E foi nessas águas que foi encontrado o “mar de petróleo” responsável por reavivar, em 2015, as tensões entre a Guiana e a Venezuela.
O professor Oyedotun critica que a Venezuela tenha se interessado mais pela reivindicação de Essequibo após a descoberta de petróleo e acredita que o governo venezuelano também está usando a disputa para obter apoio político.
Oyedotun também questiona os itens do referendo previsto para 3 de dezembro.
“Não se pode organizar um referendo perguntando a um povo se ele gostaria de começar a considerar uma região de outro país como sua”, argumenta o geógrafo guianês.
“Por que você não pergunta aos cidadãos de Essequibo como e por quem eles gostariam de ser governados?”, indaga.
Georgetown insistiu que a organização do referendo faz parte de um “plano sinistro da Venezuela para tomar o território da Guiana”.
Para a Guiana, a disputa fronteiriça já foi resolvida há mais de um século com a Sentença Arbitral de Paris de 1899, na qual a Linha Schomburgk foi estabelecida como a fronteira entre os dois territórios.
Mas em 1949, começaram a surgir evidências que denunciavam a cumplicidade entre os delegados britânicos e o jurista Friedrich Martens para decidir contra a Venezuela.
Por essa e outras razões, a Venezuela considera que Essequibo foi tomado de forma ilegítima e ilegal pelo Reino Unido no século 19.
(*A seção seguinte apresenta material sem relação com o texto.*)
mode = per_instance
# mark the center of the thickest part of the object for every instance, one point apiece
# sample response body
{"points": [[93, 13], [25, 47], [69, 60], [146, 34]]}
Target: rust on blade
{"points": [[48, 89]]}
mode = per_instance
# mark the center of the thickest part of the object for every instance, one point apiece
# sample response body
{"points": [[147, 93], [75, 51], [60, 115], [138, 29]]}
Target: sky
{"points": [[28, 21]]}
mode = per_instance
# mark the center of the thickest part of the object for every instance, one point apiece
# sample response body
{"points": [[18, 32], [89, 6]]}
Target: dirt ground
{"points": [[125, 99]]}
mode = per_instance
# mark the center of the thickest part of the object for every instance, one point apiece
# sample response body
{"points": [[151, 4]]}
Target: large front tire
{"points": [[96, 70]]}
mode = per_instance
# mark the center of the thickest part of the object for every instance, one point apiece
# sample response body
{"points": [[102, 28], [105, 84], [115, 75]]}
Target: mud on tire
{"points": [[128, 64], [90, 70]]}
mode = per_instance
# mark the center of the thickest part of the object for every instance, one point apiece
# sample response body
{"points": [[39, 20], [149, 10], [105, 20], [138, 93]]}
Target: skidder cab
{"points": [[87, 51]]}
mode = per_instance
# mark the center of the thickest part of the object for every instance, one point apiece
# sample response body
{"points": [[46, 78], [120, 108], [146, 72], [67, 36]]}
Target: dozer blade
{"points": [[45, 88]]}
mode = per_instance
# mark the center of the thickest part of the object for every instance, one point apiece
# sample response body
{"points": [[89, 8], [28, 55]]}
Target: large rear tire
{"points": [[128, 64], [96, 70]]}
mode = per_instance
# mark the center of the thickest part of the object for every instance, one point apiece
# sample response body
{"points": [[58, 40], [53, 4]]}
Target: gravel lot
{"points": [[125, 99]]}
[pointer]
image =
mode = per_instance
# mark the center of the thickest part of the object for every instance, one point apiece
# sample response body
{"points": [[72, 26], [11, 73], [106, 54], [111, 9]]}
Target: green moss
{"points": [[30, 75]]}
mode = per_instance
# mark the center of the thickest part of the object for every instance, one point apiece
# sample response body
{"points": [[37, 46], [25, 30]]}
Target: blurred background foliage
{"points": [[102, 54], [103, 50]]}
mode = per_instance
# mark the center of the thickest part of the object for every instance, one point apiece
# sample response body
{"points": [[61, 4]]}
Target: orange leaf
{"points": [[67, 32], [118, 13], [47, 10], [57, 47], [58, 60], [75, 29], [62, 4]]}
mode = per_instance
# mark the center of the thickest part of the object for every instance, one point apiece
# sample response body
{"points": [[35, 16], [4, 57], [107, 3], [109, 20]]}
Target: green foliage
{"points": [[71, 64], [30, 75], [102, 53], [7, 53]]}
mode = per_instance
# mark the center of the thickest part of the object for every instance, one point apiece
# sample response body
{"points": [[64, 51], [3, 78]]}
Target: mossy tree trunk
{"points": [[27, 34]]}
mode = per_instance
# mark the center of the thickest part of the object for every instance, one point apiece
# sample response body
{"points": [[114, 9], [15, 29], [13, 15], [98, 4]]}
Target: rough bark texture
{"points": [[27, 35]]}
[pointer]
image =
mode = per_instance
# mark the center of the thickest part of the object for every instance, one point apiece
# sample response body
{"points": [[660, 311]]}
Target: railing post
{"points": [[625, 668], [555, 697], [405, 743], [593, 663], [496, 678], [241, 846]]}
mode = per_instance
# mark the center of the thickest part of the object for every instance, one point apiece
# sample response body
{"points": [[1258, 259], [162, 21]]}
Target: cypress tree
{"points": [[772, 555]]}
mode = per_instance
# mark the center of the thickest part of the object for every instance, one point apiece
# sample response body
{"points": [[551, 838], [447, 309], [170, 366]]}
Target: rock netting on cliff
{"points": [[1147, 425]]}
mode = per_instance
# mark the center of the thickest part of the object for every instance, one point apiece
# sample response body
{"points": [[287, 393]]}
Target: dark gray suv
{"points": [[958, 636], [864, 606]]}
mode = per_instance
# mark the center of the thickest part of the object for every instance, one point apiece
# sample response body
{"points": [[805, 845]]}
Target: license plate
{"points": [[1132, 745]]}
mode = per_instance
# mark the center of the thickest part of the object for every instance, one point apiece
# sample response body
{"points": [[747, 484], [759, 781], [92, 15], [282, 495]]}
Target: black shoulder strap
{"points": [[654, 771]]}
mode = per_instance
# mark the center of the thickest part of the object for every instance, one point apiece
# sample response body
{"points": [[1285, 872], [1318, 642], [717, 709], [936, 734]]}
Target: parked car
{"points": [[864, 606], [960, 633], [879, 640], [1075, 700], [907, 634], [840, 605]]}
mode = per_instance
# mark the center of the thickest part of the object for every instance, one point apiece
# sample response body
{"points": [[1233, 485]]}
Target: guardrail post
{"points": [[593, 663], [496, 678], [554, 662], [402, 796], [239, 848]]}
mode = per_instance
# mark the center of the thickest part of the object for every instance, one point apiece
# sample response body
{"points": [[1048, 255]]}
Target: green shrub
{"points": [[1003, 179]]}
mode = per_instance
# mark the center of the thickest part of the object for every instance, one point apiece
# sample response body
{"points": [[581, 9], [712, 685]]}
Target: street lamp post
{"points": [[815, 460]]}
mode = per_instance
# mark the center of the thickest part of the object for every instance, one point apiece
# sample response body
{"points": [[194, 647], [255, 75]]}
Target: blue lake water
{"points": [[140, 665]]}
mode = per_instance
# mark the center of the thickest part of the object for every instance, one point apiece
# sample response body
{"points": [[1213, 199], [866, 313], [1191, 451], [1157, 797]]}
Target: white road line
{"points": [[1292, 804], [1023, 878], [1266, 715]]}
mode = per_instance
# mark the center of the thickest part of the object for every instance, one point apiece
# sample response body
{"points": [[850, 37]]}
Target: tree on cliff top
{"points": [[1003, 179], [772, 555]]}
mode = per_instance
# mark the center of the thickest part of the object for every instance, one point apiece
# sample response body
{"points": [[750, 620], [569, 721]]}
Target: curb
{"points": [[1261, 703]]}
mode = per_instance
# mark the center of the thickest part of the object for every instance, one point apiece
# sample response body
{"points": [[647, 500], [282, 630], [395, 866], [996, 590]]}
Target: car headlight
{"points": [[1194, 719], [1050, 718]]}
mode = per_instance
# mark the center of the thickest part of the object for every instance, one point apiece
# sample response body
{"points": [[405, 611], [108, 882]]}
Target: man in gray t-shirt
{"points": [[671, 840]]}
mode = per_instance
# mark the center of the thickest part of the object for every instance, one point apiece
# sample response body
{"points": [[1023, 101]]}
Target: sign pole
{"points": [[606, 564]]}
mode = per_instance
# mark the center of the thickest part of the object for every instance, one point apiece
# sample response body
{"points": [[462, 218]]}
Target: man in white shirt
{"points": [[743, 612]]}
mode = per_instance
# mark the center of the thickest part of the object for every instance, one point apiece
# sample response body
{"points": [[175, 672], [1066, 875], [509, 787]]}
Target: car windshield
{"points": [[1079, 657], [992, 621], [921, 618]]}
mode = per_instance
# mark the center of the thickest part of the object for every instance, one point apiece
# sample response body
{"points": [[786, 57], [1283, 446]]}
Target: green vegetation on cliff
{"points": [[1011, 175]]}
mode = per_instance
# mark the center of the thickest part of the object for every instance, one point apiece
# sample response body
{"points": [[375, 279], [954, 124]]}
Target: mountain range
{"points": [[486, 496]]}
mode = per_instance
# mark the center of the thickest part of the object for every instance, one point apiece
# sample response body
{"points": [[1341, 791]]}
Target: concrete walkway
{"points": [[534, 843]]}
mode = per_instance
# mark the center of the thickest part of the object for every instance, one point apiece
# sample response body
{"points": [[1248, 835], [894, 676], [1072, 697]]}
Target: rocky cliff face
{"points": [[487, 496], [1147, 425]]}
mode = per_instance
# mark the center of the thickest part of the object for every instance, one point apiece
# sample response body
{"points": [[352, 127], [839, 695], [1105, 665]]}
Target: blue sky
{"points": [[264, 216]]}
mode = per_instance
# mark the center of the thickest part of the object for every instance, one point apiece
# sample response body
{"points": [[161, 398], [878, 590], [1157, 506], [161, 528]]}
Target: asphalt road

Pouco antes da independência da Guiana do Reino Unido em 1966, Caracas e Londres assinaram o Acordo de Genebra, um tratado ainda em vigor que reconhece a reivindicação da Venezuela e procura encontrar soluções para a disputa.
Caracas adere a esse acordo e rejeita a competência do Tribunal de Haia para definir a questão.
A equipe jurídica da Guiana, que denunciou o referendo perante o tribunal, descreve-o como uma “ameaça existencial” que procura preparar o caminho para a anexação de Essequibo pela Venezuela.
Nenhum dos países cede. Em jogo está um grande território cheio de riquezas.